De nos jours la RN7 contourne le centre-ville, mais il fut un temps où toute la circulation passait par deux rues en sens unique. L'une d'elles porte le nom d'un homme dont la fin ne manque pas d'originalité. Replongeons nous dans l’insurrection varoise de 1851. En 1848, Louis-Napoléon Bonaparte avait été le premier président de la République Française élu au suffrage universel. A l'issue de l’insurrection il devient l'empereur Napoléon III.
Le département du Var s'insurge violemment. Ce n'est pas que Martin Bidouré occupe un poste important pendant cette période historique, mais c'est sans doute le seul homme à mourir deux fois! Blessé par le préfet qui lui tire une balle dans la tête, et sabré par les gendarmes, il est laissé pour mort sur le bord de la route. Revenu à lui, il parvient à se traîner chez un fermier qui le dénonce dès le lendemain. Il est fusillé aussitôt par les militaires qui, dit la légende, doivent s'y prendre à deux fois pour l'achever!
Dans ce quartier de Vidauban, entre les deux rues précédemment mentionnées, il y avait au Moyen-Age un hôpital. Il n'en reste pas grand chose si ce n'est ce vieux four à pain, ouvert à tous les vents et bien visible depuis la rue de la République.
Quand on remonte la RN7 et que l'on approche de Vidauban, on ne peut pas ne pas voir (double négation pour renforcer l'idée, vous l'aurez compris) le clocher de l'église Saint-Jean-Baptiste.
A cette heure la messe est en cours, donc vous devrez vous contenter de cette photo de l'extérieur.
Nous sommes jour de marché.

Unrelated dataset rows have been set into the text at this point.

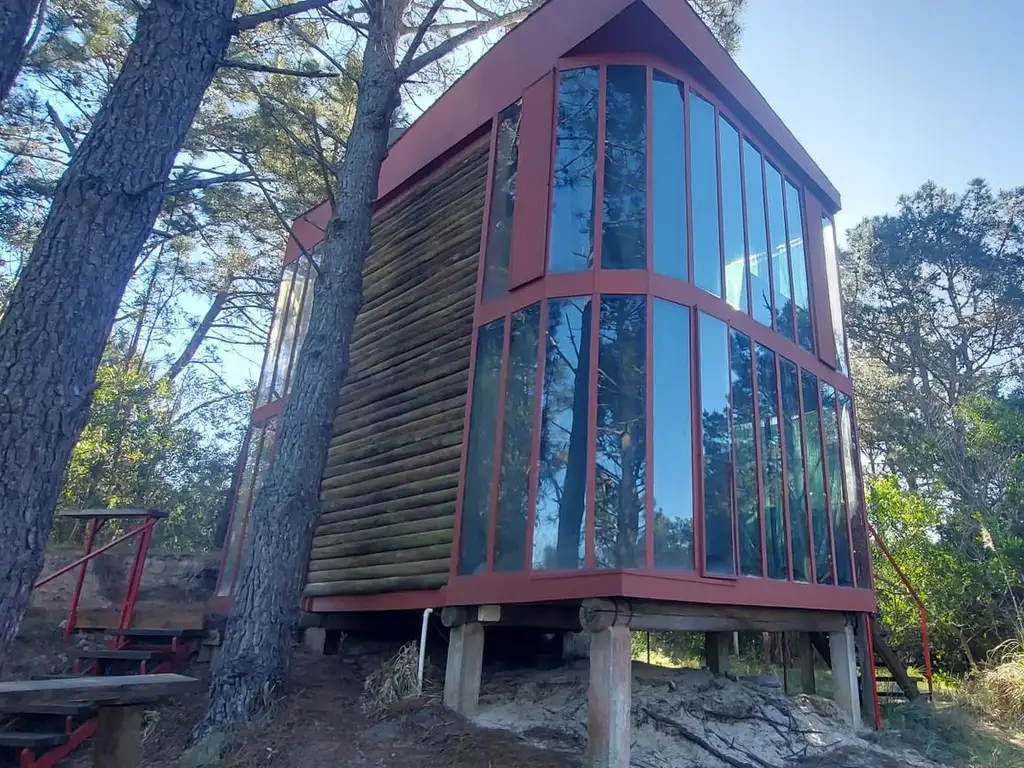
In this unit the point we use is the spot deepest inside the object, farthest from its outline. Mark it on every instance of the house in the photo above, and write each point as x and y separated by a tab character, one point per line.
600	378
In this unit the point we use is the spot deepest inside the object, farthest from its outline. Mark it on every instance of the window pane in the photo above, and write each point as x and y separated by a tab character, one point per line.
758	238
622	434
854	496
480	452
669	183
798	263
624	240
240	513
289	328
837	511
835	298
673	475
510	540
745	456
576	162
716	444
496	270
704	186
270	363
771	465
795	470
816	480
779	253
732	217
561	493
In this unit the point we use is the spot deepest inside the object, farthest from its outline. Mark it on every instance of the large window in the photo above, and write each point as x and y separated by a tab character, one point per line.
506	165
571	247
480	451
622	432
669	178
513	489
561	493
624	236
672	432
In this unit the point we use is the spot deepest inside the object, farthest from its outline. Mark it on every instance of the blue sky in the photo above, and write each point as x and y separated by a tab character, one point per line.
886	94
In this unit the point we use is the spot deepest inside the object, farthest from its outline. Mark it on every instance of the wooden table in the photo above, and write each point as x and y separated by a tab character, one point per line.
118	739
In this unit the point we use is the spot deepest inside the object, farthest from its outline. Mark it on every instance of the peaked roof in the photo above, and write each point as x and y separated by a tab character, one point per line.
532	48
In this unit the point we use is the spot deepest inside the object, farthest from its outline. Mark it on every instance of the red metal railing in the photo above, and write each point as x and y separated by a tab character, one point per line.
96	522
922	612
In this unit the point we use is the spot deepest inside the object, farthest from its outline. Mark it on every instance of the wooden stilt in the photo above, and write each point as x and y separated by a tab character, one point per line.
608	733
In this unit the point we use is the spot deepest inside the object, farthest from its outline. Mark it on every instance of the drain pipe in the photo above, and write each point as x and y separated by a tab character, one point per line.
423	649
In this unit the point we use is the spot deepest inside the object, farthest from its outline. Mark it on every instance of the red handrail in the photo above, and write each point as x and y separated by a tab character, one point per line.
922	613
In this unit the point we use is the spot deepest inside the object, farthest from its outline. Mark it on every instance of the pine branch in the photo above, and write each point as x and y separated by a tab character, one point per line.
229	62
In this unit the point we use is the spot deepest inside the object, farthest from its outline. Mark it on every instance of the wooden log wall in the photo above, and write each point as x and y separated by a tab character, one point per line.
389	487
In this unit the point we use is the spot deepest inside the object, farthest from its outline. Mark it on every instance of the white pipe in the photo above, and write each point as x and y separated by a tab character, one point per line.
423	648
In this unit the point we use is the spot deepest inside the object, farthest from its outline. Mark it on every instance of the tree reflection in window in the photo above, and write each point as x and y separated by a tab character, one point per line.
480	451
625	216
561	493
816	480
576	162
716	445
622	434
673	476
496	270
513	489
771	465
744	452
795	470
837	510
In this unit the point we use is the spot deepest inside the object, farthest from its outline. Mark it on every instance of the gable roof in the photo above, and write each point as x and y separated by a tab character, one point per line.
532	48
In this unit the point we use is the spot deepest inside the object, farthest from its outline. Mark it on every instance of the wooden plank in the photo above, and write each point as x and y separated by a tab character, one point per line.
124	690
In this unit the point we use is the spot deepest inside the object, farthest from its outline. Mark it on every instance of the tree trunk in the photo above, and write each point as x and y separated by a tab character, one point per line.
15	18
56	326
253	660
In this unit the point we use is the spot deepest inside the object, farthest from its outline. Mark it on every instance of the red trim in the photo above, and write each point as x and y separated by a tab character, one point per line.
529	225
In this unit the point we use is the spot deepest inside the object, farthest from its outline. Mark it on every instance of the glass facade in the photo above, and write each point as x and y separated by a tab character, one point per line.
678	431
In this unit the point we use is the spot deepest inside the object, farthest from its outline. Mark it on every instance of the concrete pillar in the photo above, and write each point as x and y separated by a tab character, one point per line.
465	663
806	664
844	653
717	651
608	725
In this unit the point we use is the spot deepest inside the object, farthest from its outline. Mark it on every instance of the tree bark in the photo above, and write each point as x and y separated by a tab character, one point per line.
253	660
53	333
15	18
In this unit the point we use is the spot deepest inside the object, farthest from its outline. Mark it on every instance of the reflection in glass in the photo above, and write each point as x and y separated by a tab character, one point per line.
798	263
624	241
513	488
835	298
576	161
289	326
704	193
716	444
816	480
841	538
758	238
771	465
496	268
622	433
480	451
240	513
795	470
779	252
744	451
732	216
673	476
669	182
561	492
854	495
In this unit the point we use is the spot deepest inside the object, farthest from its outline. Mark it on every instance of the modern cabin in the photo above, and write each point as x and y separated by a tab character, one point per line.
601	365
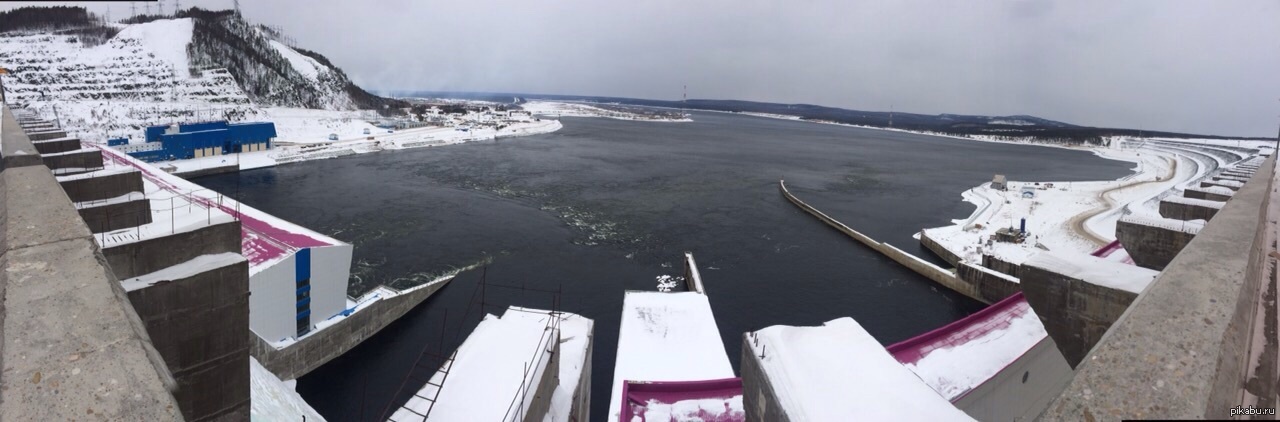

Les petites rues regorgent de marchands et autres camelots. Nous sommes dans le sud, alors les argumentaires sont couleur locale. "Deux melons achetés, un gratis et on se régale!"
Mais nous ne sommes pas venus à Vidauban pour le marché, mais plutôt pour le rendez-vous mensuel proposé par Michel François.
L'exposition se tient sur la place de la Mairie, en plein centre-ville.
La place est rapidement pleine et la pauvre Corvette se voit gentiment priée de stationner dans la rue voisine. Se côtoient répliques et authentiques. Toutes les voitures présentes sont propres et en fort bel état.
La bonne idée du choix du lieu est que la place est bordée sur un de ses côtés par des troquets. Bien que le café soit offert par l'organisateur, chacun est libre d'aller prendre l'apéro tout en restant à proximité de sa voiture. Quant aux badauds et autres touristes, ils peuvent se "régaler du spectacle" tout en se rafraîchissant d'un petit jaune.
Parmi les automobiles peu courantes, je vous propose cette petite Fiat 600 fabriquée en Allemagne et badgée Neckar Jagst 770. Cette version est en fait l'évolution de la 600 avec un moteur un peu plus gros: les 767 cm3 développent 23 CV au lieu des 19 précédents. A ce niveau de performance, on doit sentir la différence!
Aux côtés d'une 2CV AZLP de 1960, c'est un modèle tout à fait spécial.
Je vous présente une Azelle. Ce n'est pas une bidouille individuelle puisque cette transformation est commercialisée depuis que son concepteur, Alain Le Bihan, a réussi le passage aux mines en 1990. Je ne suis emballé ni par les roues que je trouve peu en accord avec la simplicité initiale du concept de 2CV, ni par la couleur, mais tout est affaire de goût.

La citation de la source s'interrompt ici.